Amadu Seidu (born March 9, 1954) is a Ghanaian member of parliament for Yapei-Kusawgu constituency in the Northern Region under the ticket of the National Democratic Congress.

== Early life and education ==
Seidu was born on March 9, 1954. He hails from Mpaha in the Northern Region of Ghana. He earned a bachelor's degree from the University of Ghana at Legon in 1982.

== Career ==
He is an economist, insurer and banker by profession. He is a member of Reconstituted Board for VRA Resettlement Trust Fund Build Capacity.

== Politics ==
Amadu was elected into the first parliament of the fourth republic of Ghana on 7 January 1993 after he was pronounced winner at the 1992 Ghanaian parliamentary election held on 29 December 1992.

He was thereafter re- elected into the second parliament of the fourth republic of Ghana after emerging winner at the 1996 Ghanaian General Elections with 13,475 votes out of the 20,953 valid votes cast representing 47.00% over his opponents Zakariah Yakubu of the New Patriotic Party who polled 5,195 votes, Daneil Suleman Zakariah of the Convention people's Party who polled 1,467 votes and Samson Mahamadu Languah of the National Congress Party who polled 316 votes. He won in the 2000 General elections with 10,333 votes out of the 17,786 valid votes cast representing 58.10%

In 2004, Seidu was re-elected to represent the Yapei-Kusawgu constituency for the 2004 general election.
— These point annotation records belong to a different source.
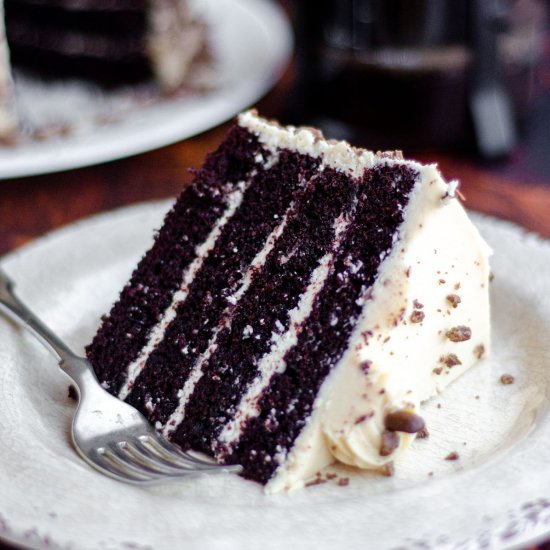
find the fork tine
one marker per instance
(105, 465)
(153, 460)
(172, 454)
(123, 460)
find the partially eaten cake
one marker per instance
(110, 42)
(301, 300)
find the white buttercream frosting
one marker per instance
(393, 363)
(401, 352)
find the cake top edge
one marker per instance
(311, 141)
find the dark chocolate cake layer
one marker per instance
(321, 344)
(309, 236)
(264, 204)
(124, 332)
(109, 42)
(296, 297)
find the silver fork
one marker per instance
(109, 434)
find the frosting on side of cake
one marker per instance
(402, 351)
(174, 41)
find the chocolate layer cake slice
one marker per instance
(300, 301)
(110, 42)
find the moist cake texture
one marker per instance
(300, 301)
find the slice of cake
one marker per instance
(300, 301)
(111, 42)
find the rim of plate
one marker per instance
(118, 140)
(522, 528)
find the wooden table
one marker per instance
(29, 207)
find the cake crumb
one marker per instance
(316, 481)
(404, 421)
(479, 351)
(389, 441)
(450, 360)
(454, 300)
(459, 333)
(365, 366)
(72, 393)
(507, 379)
(417, 316)
(423, 433)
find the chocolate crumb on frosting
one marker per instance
(417, 316)
(423, 433)
(388, 443)
(459, 333)
(365, 366)
(450, 360)
(507, 379)
(317, 481)
(72, 393)
(479, 351)
(454, 299)
(404, 421)
(452, 456)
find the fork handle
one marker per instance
(21, 314)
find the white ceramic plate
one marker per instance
(495, 496)
(251, 42)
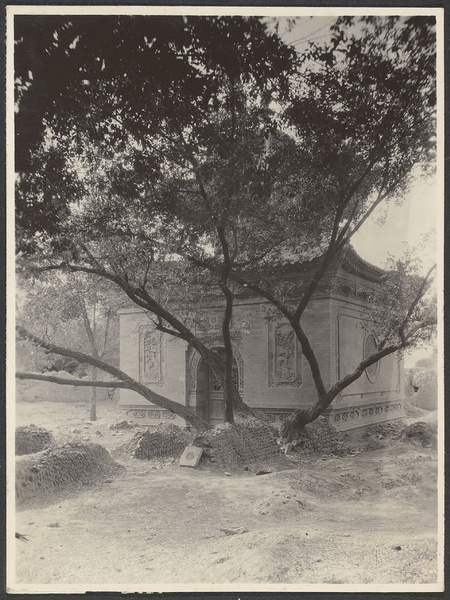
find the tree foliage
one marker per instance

He polled 149 votes to beat two other contestants, Salifu Yaquob Wilson and John Adams who polled 66 and 25 votes respectively at a constituency delegates' congress at Yapei.

In the 2008 Ghanaian general elections, he was elected as the Member of parliament for the Yapei/Kusawgu constituency in the Northern Region for the 5th parliament of the 4th republic of Ghana.

He was elected with 12,517 votes out of 25,712 total valid votes cast. He was elected over Yakubu Zakaria of the New Patriotic Party, Bauh George Inusah of the People's National Convention, Yahaya Shaibu of the Democratic Freedom Party, Issahaku Iddisah of the Democratic People's Party, Sappor Isaac Tetteh of the Convention People's Party and Abubakari Abass Alhassan an independent candidate. These obtained 48.12%, 1.24%, 1.12%, 0.21% and 0.64% respectively of total valid votes cast.

== Personal life ==
Seidu is a Muslim and he is married with seven children.